When you call the mysql.rds_skip_repl_error command, you might receive the following error message: Slave is down or disabled.

This error message appears because replication is stopped and can't be restarted.

If you need to skip a large number of errors, the replication lag can increase beyond the default retention period for binary log files. In this case, you might encounter a fatal error due to binary log files being purged before they have been replayed on the replica. This purge causes replication to stop, and you can no longer call the mysql.rds_skip_repl_error command to skip replication errors.

You can mitigate this issue by increasing the number of hours that binary log files are retained on your replication source. After you have increased the binlog retention time, you can restart replication and call the mysql.rds_skip_repl_error command as needed.

To set the binlog retention time, use the mysql_rds_set_configuration procedure. Specify a configuration parameter of 'binlog retention hours' along with the number of hours to retain binlog files on the DB cluster, up to 720 (30 days). The following example sets the retention period for binlog files to 48 hours.

CALL mysql.rds_set_configuration('binlog retention hours', 48);

No space left on device

You might encounter one of the following error messages.

  • From Amazon Aurora MySQL:

    ERROR 3 (HY000): Error writing file '/rdsdbdata/tmp/XXXXXXXX' (Errcode: 28 - No space left on device)
  • From Amazon Aurora PostgreSQL:

    ERROR: could not write block XXXXXXXX of temporary file: No space left on device.

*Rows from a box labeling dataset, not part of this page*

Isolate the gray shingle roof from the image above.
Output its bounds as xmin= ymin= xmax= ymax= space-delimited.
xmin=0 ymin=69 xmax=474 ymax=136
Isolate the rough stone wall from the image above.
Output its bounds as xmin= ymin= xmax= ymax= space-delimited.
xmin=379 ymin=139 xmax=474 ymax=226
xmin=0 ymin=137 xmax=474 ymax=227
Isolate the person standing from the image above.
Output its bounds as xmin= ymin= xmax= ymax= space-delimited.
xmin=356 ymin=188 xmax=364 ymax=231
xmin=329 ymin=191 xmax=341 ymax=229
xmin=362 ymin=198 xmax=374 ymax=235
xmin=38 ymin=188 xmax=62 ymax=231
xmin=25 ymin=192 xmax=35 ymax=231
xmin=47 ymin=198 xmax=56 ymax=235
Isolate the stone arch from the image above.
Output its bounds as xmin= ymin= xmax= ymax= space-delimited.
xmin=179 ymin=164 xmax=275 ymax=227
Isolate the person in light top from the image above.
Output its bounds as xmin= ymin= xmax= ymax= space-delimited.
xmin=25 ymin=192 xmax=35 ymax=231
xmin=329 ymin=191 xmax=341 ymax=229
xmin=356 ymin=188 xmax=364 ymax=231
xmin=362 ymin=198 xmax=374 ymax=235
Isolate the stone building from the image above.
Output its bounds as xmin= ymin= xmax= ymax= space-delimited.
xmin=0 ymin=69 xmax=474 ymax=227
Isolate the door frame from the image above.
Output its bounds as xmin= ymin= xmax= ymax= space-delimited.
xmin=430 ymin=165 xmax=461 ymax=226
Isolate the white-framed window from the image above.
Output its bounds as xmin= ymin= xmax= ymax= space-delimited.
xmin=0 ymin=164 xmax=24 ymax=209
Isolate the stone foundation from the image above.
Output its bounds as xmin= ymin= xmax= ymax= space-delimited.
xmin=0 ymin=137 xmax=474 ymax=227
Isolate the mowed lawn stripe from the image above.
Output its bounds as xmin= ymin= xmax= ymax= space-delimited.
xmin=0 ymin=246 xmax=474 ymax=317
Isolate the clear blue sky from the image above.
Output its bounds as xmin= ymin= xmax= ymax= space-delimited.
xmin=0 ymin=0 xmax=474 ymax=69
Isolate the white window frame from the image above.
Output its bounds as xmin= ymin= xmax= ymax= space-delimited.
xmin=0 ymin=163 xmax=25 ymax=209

Each DB instance in an Amazon Aurora DB cluster uses local solid state drive (SSD) storage to store temporary tables for a session. This local storage for temporary tables doesn't automatically grow like the Aurora cluster volume. Instead, the amount of local storage is limited. The limit is based on the DB instance class for DB instances in your DB cluster.

To show the amount of storage available for temporary tables and logs, you can use the CloudWatch metric FreeLocalStorage. This metric is for per-instance temporary volumes, not the cluster volume. For more information on available metrics, see Monitoring Amazon Aurora DB cluster metrics.

In some cases, you can't modify your workload to reduce the amount temporary storage required. If so, modify your DB instances to use a DB instance class that has more local SSD storage. For more information, see DB instance classes.

For more troubleshooting information, see What is stored in Aurora for MySQL local storage, and how can I troubleshoot local storage issues? or What is stored in Amazon Aurora for PostgreSQL storage, and how can I troubleshoot storage issues?.